When you file for Chapter 13 Bankruptcy you should develop a payment plan and describe in detail how much you will pay each of your lenders. It should include payment of some debts in full. These are called priority debts as they are the important debts which will jump-start the bankruptcy repayment line. Priority debts include alimony, child support, wages you owe employees and certain tax obligations. You should also include secured debts like car loans or mortgages in your payment plan. Finally, in your plan you should show that you have some disposable income available after making the required payments.

This plan will be relayed to the Bankruptcy Court which will analyze and set up a structured repayment plan that allows the filer to pay back his creditors over a period of 3-5 years. All payments will be made by the court-appointed trustee who will take over your non-exempt property, sell it and distribute the proceeds to your creditors’.

Are You Eligible For Chapter 13?

Before you file for Chapter 13 Bankruptcy you should know if you are eligible and fulfill the conditions given below.

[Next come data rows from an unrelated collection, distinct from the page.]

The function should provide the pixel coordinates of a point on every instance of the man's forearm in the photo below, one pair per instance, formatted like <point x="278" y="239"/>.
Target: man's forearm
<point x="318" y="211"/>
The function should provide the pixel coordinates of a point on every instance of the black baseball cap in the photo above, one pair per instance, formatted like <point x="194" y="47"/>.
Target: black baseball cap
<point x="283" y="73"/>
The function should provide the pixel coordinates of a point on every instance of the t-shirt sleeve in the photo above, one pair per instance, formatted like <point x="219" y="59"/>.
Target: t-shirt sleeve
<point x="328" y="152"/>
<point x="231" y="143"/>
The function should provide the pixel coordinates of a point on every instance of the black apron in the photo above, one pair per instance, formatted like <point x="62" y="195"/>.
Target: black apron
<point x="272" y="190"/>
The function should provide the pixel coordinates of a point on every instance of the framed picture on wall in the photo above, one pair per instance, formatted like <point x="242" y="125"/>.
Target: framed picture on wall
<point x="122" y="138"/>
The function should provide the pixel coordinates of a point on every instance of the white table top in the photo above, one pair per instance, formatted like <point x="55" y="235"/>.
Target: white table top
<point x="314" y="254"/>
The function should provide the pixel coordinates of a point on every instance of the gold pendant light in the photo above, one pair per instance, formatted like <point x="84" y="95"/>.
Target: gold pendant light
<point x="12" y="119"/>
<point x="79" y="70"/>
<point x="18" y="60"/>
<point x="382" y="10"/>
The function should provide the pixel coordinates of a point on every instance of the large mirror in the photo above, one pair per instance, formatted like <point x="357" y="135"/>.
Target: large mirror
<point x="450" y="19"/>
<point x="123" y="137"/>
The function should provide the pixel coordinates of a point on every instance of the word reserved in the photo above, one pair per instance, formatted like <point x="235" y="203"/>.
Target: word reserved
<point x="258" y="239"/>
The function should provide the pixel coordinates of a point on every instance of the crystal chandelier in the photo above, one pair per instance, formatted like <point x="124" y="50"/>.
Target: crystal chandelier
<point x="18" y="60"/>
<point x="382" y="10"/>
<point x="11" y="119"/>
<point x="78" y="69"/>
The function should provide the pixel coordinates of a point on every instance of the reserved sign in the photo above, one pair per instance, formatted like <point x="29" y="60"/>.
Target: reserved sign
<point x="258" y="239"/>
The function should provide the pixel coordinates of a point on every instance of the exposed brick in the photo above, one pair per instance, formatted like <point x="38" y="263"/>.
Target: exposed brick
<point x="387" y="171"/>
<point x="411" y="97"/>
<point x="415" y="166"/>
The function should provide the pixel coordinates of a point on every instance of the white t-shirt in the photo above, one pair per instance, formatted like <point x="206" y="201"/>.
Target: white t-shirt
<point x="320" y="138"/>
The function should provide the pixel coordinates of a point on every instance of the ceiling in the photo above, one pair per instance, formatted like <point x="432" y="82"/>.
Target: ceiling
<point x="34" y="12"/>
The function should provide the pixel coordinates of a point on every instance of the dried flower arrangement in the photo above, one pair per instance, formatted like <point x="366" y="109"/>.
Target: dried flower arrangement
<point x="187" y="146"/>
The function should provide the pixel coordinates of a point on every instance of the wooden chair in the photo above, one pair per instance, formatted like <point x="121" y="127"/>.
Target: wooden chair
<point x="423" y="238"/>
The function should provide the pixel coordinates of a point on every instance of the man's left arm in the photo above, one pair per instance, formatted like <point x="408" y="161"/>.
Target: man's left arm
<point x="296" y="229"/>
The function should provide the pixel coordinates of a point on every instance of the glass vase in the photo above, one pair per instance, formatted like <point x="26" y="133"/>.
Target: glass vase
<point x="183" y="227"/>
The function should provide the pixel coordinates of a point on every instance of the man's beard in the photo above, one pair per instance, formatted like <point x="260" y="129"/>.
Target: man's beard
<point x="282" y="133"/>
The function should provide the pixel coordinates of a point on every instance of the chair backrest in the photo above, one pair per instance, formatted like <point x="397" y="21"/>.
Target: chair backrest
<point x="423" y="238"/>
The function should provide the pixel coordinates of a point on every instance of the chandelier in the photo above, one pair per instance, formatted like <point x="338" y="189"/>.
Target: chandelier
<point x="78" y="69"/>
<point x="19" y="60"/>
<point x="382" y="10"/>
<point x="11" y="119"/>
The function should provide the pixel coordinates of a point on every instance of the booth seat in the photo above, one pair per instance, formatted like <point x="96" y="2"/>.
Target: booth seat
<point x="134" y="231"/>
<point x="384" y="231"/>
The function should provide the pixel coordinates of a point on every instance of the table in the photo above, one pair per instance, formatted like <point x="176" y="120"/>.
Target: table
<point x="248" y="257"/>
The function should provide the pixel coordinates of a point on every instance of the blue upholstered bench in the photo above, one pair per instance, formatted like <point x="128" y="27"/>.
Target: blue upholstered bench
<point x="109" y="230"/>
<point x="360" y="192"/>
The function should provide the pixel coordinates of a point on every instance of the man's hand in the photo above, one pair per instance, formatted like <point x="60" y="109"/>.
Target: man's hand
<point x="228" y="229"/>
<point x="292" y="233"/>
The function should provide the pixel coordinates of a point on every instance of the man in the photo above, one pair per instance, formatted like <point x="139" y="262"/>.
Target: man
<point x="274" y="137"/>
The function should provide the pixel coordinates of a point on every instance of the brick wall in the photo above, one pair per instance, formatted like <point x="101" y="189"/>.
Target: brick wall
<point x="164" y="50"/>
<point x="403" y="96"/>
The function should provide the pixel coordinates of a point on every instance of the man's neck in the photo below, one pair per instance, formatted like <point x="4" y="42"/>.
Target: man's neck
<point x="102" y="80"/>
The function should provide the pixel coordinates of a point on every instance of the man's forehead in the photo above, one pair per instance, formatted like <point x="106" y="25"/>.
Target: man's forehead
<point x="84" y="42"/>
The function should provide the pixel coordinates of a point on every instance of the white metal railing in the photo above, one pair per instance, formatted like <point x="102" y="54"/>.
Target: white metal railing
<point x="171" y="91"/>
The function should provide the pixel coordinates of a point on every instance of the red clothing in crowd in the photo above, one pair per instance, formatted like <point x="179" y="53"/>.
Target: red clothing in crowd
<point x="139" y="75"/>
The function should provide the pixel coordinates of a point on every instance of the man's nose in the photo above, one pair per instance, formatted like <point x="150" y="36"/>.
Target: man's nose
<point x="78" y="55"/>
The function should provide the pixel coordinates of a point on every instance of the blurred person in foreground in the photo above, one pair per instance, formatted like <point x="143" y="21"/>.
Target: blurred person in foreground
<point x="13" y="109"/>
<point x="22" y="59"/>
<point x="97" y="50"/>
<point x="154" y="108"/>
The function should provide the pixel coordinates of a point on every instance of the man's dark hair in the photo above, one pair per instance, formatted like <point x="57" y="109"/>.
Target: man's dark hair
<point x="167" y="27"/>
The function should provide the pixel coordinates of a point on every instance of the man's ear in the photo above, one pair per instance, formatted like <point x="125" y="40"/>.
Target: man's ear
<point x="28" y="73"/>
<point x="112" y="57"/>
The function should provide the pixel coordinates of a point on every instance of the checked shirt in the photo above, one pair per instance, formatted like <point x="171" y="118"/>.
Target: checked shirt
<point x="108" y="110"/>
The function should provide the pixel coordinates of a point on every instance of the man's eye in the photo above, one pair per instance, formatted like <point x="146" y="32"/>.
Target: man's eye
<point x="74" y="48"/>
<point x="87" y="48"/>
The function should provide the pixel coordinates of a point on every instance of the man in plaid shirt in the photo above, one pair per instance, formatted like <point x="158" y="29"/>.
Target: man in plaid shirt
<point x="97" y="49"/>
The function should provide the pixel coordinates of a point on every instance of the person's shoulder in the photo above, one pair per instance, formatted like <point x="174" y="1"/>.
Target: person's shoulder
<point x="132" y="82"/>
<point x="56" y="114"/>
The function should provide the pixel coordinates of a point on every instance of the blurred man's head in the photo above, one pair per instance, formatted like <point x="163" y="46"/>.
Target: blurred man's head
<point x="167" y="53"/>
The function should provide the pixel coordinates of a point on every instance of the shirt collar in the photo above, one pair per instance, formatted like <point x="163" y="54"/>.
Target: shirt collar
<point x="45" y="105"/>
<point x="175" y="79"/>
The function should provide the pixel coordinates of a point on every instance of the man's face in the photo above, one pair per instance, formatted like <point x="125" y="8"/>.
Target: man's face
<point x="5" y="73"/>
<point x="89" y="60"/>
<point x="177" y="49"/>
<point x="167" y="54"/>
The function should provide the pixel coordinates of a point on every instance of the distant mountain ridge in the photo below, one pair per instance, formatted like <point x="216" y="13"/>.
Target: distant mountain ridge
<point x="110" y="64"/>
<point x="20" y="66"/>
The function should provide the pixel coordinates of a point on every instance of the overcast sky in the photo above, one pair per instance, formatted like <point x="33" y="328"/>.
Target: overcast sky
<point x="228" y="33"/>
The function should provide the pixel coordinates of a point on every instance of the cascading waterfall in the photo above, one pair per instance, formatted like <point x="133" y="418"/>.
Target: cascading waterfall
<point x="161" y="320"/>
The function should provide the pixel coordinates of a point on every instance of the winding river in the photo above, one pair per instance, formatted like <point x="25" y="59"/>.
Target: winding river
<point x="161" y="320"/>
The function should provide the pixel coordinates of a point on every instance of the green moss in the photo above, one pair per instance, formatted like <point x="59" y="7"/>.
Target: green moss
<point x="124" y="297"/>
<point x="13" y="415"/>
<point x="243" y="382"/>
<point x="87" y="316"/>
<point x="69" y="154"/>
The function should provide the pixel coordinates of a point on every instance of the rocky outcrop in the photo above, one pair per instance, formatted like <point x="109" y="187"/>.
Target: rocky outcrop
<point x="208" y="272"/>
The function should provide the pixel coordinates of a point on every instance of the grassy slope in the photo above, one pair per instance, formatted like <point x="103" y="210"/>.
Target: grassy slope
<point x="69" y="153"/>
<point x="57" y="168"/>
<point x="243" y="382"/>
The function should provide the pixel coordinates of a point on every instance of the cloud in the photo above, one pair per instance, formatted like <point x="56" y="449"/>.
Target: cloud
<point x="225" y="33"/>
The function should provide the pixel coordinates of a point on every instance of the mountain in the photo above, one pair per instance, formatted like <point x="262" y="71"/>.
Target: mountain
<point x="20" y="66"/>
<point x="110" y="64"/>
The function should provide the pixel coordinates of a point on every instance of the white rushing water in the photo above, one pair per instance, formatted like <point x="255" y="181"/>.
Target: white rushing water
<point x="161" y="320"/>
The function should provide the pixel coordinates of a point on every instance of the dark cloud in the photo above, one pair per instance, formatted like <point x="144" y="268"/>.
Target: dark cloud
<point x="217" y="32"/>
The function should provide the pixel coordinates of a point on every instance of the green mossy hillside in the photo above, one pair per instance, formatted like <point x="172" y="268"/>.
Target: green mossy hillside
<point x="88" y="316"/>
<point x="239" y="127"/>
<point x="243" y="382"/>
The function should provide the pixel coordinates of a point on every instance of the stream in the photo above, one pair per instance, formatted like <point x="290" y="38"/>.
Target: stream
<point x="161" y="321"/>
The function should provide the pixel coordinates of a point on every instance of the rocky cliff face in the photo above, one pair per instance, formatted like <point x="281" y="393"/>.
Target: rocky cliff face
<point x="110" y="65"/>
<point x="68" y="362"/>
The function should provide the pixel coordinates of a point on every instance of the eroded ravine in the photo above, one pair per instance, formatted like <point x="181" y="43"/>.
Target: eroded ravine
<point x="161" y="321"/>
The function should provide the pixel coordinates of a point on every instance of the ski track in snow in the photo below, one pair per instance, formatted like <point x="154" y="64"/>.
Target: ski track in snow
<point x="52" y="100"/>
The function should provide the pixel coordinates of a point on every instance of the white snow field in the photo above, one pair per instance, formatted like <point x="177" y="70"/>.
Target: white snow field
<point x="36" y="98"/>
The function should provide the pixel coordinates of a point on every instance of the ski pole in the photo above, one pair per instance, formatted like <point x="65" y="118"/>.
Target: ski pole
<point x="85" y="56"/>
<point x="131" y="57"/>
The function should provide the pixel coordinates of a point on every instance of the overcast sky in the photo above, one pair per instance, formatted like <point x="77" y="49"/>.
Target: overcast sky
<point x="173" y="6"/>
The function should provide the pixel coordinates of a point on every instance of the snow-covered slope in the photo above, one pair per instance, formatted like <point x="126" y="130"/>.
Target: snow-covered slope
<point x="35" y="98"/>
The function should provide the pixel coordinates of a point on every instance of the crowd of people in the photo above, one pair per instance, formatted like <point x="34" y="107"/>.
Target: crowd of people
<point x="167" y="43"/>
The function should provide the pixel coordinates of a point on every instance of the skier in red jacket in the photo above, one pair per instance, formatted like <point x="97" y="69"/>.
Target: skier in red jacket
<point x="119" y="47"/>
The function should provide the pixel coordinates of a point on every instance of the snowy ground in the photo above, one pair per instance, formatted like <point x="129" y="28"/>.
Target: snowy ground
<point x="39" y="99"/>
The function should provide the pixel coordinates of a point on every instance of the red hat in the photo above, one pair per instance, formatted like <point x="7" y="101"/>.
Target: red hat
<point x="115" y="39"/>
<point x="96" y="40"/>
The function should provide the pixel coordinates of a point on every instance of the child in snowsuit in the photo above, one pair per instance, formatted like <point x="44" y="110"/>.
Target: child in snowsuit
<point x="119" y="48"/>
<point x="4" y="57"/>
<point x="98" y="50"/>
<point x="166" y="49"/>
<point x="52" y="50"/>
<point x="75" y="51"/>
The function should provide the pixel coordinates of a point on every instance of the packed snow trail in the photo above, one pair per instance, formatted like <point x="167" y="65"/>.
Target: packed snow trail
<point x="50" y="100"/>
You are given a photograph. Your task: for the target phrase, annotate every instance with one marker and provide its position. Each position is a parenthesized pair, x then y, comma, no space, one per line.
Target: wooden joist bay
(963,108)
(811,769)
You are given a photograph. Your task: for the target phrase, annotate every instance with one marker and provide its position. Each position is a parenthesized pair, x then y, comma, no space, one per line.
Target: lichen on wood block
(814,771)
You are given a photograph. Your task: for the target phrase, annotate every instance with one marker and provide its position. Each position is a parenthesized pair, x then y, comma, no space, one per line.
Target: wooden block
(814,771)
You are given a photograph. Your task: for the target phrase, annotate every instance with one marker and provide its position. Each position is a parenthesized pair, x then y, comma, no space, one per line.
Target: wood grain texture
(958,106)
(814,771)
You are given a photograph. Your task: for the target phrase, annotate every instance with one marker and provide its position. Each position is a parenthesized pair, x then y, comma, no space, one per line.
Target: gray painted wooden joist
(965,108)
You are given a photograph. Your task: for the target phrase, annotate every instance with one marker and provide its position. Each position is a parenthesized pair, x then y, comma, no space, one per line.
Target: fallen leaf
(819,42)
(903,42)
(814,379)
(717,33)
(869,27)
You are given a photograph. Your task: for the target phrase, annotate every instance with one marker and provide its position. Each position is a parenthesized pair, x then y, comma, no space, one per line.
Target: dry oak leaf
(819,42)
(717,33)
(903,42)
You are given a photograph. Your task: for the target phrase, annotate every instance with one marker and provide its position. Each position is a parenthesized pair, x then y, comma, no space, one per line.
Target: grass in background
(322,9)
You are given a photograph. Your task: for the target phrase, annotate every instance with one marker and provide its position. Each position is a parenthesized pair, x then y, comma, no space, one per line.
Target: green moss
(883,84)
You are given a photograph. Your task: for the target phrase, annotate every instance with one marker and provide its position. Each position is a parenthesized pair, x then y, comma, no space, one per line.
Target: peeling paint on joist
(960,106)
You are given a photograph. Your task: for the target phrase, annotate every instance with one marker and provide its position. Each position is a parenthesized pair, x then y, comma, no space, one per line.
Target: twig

  • In order to file for Chapter 13 bankruptcy you will need to have a stable income with assets or disposal income (money left over after you pay for your basic needs like rent, food and utilities etc.).
  • Other criteria to qualify for Chapter 13 bankruptcy is that you cannot have more than $1,081,400 in secured debt which includes property or other assets that a creditor may take if you do not make payments. The unsecured debt amount which includes credit cards and other type of debt that is not tied to real assets caps off at $360,475. These amounts change periodically to reflect Price Index adjustments.
  • Individuals should prove that they have filed Federal and State income taxes for the last four years prior to filing Chapter 13.
  • Individuals or husbands and wives who file jointly are eligible for Chapter 13 whereas businesses are not eligible and must file Chapter 11.
  • You are not eligible to file for Chapter 13 bankruptcy if a previous bankruptcy petition was dismissed within the last 180 days. The petition could have been dismissed because you failed to appear in court or did not comply with the court orders. The bankruptcy petition could also have been voluntarily dismissed by the creditors.

Chapter 13 – Advantages and Disadvantages

Advantages :
  • It is essentially a consolidation loan as you make monthly payments to a court -appointed trustee, who will then distribute the money to your creditors.
  • You will be free from harassing creditors who are not allowed to contact you and must go through the trustee instead.
  • You can extend the amount of time you have to pay off your debts
  • In case you fall behind on your mortgage or in danger of foreclosure, the Chapter 13 repayment plan will help you to save your home and make the payments on your mortgage.
  • Certain secured debts like car loans can be rescheduled and extended over and above the Chapter 13 repayment plan. This can lower your monthly payments
  • The creditor cannot collect a consumer debt from the co-signer as Chapter 13 has a special provision that protects co-signers and defined it something purchased for a personal, family or household purpose.
Disadvantages :
  • It can take 3 to 5 years to complete the process whereas Chapter 7 takes 4-6 months.
  • It will completely ruin your credit score and stays on your credit report for 10 years.
  • You will find it difficult to get credit for the next three to five years and all your cash will be tied up in living expenses or debt repayments.
  • If you have gone through Chapter 13 bankruptcy in the last six years, it will make it more difficult for you to declare for Chapter 7 later on.